‘Lenin on Culture’ by Clara Zetkin from Reminiscences of Lenin International Publishers, New York. 1934.

‘Lenin on Culture’ by Clara Zetkin from Reminiscences of Lenin International Publishers, New York. 1934.

My first visit to Lenin’s family strengthened the impression I had received at the Party conference, and which in frequent conversations with him since then, has been deepened. It is true that Lenin lived in the Kremlin, the former tsarist fortress, and that one had to pass many guards before reaching him — a regulation justified by the counter-revolutionary attempts on the leaders of the revolution which were still being made at that time.

Lenin’s lavish bedroom in his Kremlin apartment.

Lenin also received visitors, when it was necessary, in the State apartment. But his private dwelling was of the utmost simplicity and unpretentiousness.
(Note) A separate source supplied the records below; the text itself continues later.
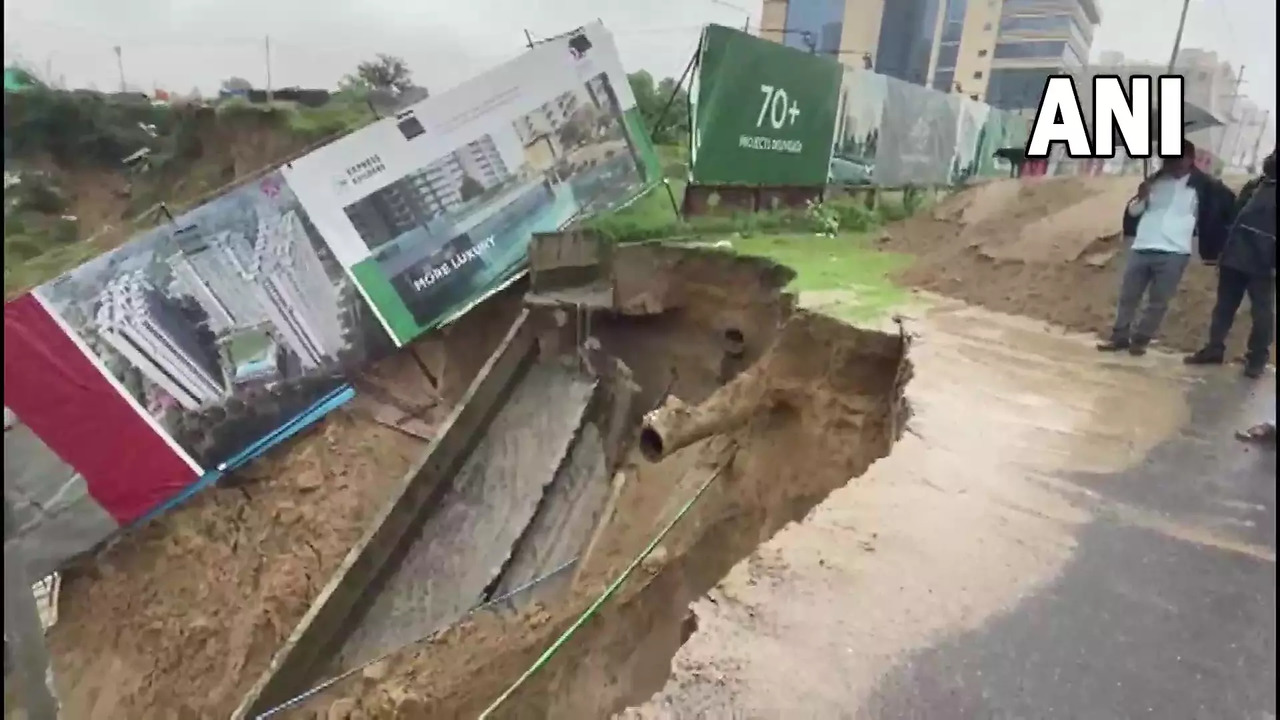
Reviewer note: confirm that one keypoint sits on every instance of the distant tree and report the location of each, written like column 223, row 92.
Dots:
column 470, row 188
column 652, row 98
column 237, row 85
column 387, row 73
I have been in more than one worker’s home furnished much more richly than that of the “all-powerful Muscovite dictator.” I found Lenin’s wife and sister at supper, which I was immediately and heartily asked to share. It was a simple meal, as the hard times demanded: tea, black bread, butter, cheese. Later the sister tried to find something “sweet” for the “guest of honor” and discovered a small jar of preserves. It was well known that the peasants provided “their Ilyitch” with gifts of white flour, bacon, eggs, fruit, etc.; but it was also well known that nothing remained in Lenin’s household. Everything found its way to the hospitals and children’s homes; Lenin’s family held strictly to the principle of not living better than the others, that is, than the working masses.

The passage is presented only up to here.